Anti-dumping and anti-subsidy duties will be placed on vehicle imports from the United States for two years, the Ministry of Commerce said on Wednesday.
The move is in accordance with domestic legislation and the World Trade Organization (WTO) rules, and shows China is finally learning how to protect its interests under international trade rules, analysts said.
The ministry said in a statement on its website that it will start to impose taxes on cars and sports-utility vehicles made in the US with an engine capacity of more than 2.5 liters, from Dec 15, 2011 to Dec 14, 2013.
"US vehicles benefiting from subsidies and dumping on the China market have substantially damaged China's auto industry," the statement said.
General Motors and Chrysler will be affected most by the duties.
Anti-dumping duties on GM vehicles will stand at 8.9 percent and at 8.8 percent for Chrysler vehicles.
GM vehicles will also face anti-subsidy duties of 12.9 percent while Chrysler vehicles will face 6.2 percent anti-subsidy duties.
US units of German automaker BMW and Mercedes-Benz will also be hit by duties of 2.0 percent and 2.7 percent, respectively, according to the statement.
Currently, China imposes tariffs of 25 percent on imported passenger vehicles.
Zhou Shijian, a senior expert on China-US trade from Tsinghua University, said that the move is a "proper and equal" counterattack to US trade investigations aimed at China.
"It's reasonable self-defense for China," Zhou said as he cited the US targeting imports of Chinese tires with massive duties in 2009.
"An eye for an eye is a sound way for China to face trade disputes with the US under WTO regulations."
The Obama administration imposed a 35-percent anti-dumping tariff on imported tires from China valued at about $1.8 billion, over three years. It will result in cutting China's tire exports to the US by more than 50 percent, and lead to possibly 100,000 job losses in China's domestic tire industry.
Li Zhongzhou, a former official from the Ministry of Commerce and a WTO expert from the EU-China Trade Project, also said that "China should strike back in its own good time as the US always stirs up investigations targeting China by routinely using trade remedy measures".
And "it's good to see that China has learnt to better use trade regulations to protect itself and respond to trade challenges", Zhou said.

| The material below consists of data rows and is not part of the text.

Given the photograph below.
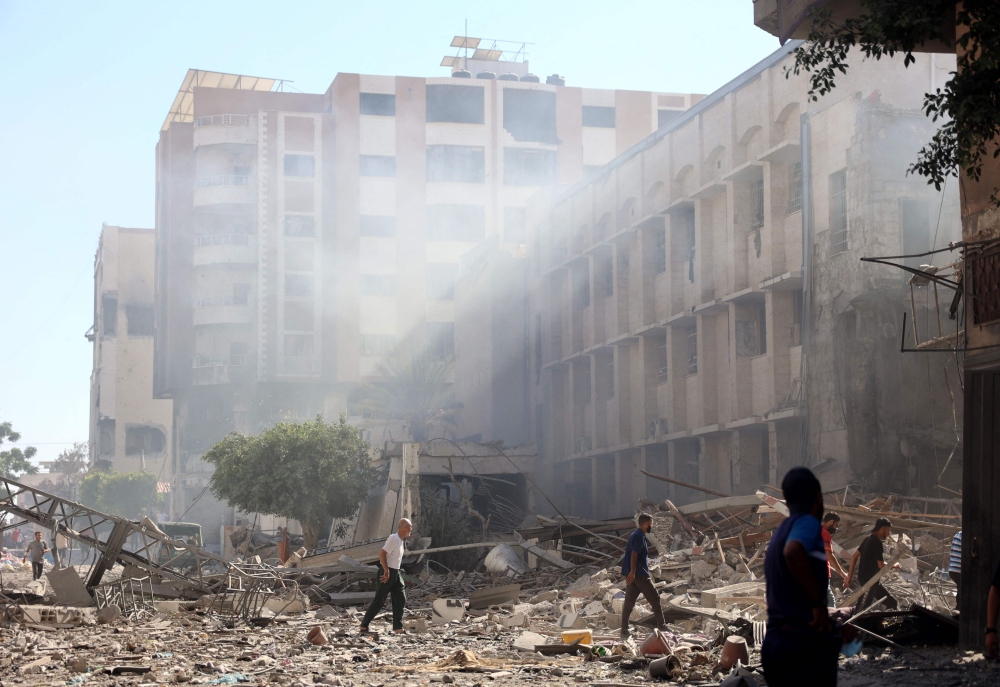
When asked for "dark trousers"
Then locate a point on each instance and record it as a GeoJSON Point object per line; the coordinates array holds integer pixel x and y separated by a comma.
{"type": "Point", "coordinates": [793, 655]}
{"type": "Point", "coordinates": [644, 586]}
{"type": "Point", "coordinates": [394, 588]}
{"type": "Point", "coordinates": [957, 579]}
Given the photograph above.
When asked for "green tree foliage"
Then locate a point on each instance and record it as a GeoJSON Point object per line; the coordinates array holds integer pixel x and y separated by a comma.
{"type": "Point", "coordinates": [969, 103]}
{"type": "Point", "coordinates": [126, 494]}
{"type": "Point", "coordinates": [413, 387]}
{"type": "Point", "coordinates": [71, 465]}
{"type": "Point", "coordinates": [14, 462]}
{"type": "Point", "coordinates": [312, 472]}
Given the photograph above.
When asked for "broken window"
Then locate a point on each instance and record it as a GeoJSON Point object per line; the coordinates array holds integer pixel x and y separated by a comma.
{"type": "Point", "coordinates": [794, 188]}
{"type": "Point", "coordinates": [382, 104]}
{"type": "Point", "coordinates": [378, 285]}
{"type": "Point", "coordinates": [664, 117]}
{"type": "Point", "coordinates": [376, 225]}
{"type": "Point", "coordinates": [751, 333]}
{"type": "Point", "coordinates": [662, 376]}
{"type": "Point", "coordinates": [451, 222]}
{"type": "Point", "coordinates": [530, 115]}
{"type": "Point", "coordinates": [465, 164]}
{"type": "Point", "coordinates": [838, 212]}
{"type": "Point", "coordinates": [441, 339]}
{"type": "Point", "coordinates": [609, 277]}
{"type": "Point", "coordinates": [238, 353]}
{"type": "Point", "coordinates": [441, 281]}
{"type": "Point", "coordinates": [916, 230]}
{"type": "Point", "coordinates": [109, 315]}
{"type": "Point", "coordinates": [299, 316]}
{"type": "Point", "coordinates": [298, 286]}
{"type": "Point", "coordinates": [140, 320]}
{"type": "Point", "coordinates": [797, 317]}
{"type": "Point", "coordinates": [538, 348]}
{"type": "Point", "coordinates": [377, 344]}
{"type": "Point", "coordinates": [515, 225]}
{"type": "Point", "coordinates": [527, 167]}
{"type": "Point", "coordinates": [300, 225]}
{"type": "Point", "coordinates": [144, 440]}
{"type": "Point", "coordinates": [692, 341]}
{"type": "Point", "coordinates": [300, 166]}
{"type": "Point", "coordinates": [449, 103]}
{"type": "Point", "coordinates": [660, 256]}
{"type": "Point", "coordinates": [600, 117]}
{"type": "Point", "coordinates": [378, 165]}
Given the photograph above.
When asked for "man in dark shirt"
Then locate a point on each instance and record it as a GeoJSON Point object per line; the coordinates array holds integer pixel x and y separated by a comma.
{"type": "Point", "coordinates": [869, 559]}
{"type": "Point", "coordinates": [800, 642]}
{"type": "Point", "coordinates": [635, 568]}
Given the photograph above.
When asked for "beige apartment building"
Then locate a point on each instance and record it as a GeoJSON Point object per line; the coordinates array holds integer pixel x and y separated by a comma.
{"type": "Point", "coordinates": [698, 308]}
{"type": "Point", "coordinates": [300, 237]}
{"type": "Point", "coordinates": [129, 429]}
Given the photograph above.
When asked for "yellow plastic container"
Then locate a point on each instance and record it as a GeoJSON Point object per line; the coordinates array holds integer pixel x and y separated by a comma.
{"type": "Point", "coordinates": [585, 636]}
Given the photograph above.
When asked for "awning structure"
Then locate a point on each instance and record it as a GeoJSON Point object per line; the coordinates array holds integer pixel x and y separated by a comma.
{"type": "Point", "coordinates": [182, 109]}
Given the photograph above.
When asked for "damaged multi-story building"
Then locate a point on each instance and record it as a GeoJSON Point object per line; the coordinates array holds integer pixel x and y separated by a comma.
{"type": "Point", "coordinates": [698, 309]}
{"type": "Point", "coordinates": [301, 237]}
{"type": "Point", "coordinates": [129, 429]}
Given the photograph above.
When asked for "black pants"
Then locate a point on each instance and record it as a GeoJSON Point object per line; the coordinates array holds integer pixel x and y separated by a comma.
{"type": "Point", "coordinates": [795, 656]}
{"type": "Point", "coordinates": [394, 588]}
{"type": "Point", "coordinates": [957, 579]}
{"type": "Point", "coordinates": [644, 586]}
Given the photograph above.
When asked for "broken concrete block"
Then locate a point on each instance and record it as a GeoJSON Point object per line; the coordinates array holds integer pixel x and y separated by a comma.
{"type": "Point", "coordinates": [527, 641]}
{"type": "Point", "coordinates": [109, 614]}
{"type": "Point", "coordinates": [415, 625]}
{"type": "Point", "coordinates": [571, 621]}
{"type": "Point", "coordinates": [446, 610]}
{"type": "Point", "coordinates": [516, 620]}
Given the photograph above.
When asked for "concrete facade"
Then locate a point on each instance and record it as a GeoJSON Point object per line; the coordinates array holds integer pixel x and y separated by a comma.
{"type": "Point", "coordinates": [698, 309]}
{"type": "Point", "coordinates": [129, 429]}
{"type": "Point", "coordinates": [300, 237]}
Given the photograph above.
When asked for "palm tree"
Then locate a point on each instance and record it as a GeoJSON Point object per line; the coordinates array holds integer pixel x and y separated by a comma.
{"type": "Point", "coordinates": [414, 386]}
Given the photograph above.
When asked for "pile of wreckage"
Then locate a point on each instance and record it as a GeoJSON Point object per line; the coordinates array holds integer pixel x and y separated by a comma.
{"type": "Point", "coordinates": [546, 600]}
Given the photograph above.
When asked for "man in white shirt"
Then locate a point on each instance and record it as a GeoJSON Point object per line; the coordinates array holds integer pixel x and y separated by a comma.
{"type": "Point", "coordinates": [389, 582]}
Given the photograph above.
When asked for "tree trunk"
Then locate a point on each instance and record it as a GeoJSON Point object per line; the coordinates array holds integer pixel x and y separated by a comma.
{"type": "Point", "coordinates": [310, 533]}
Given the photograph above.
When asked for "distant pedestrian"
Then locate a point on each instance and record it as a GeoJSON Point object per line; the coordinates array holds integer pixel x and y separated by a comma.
{"type": "Point", "coordinates": [62, 547]}
{"type": "Point", "coordinates": [800, 644]}
{"type": "Point", "coordinates": [831, 523]}
{"type": "Point", "coordinates": [955, 568]}
{"type": "Point", "coordinates": [36, 551]}
{"type": "Point", "coordinates": [635, 568]}
{"type": "Point", "coordinates": [869, 559]}
{"type": "Point", "coordinates": [992, 614]}
{"type": "Point", "coordinates": [390, 583]}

However, Zhong Shi, an independent auto analyst based in Beijing, said that the duties will have a limited impact on US vehicle exports to China. GM Cadillac models do not have a large market share while Chrysler doesn't do much business in China, Zhong said.
GM's import volume is less than half of one percent of its domestic production in China, a company statement said on Wednesday.
"It's more of a signal that China is exerting pressure on US trade protectionist moves," Zhong said.
China imported 905,000 vehicles up to the end of November, year-on-year growth of 31 percent. Imports for the year are expected to pass the million mark. European automakers dominate the segment with about 60 percent market share.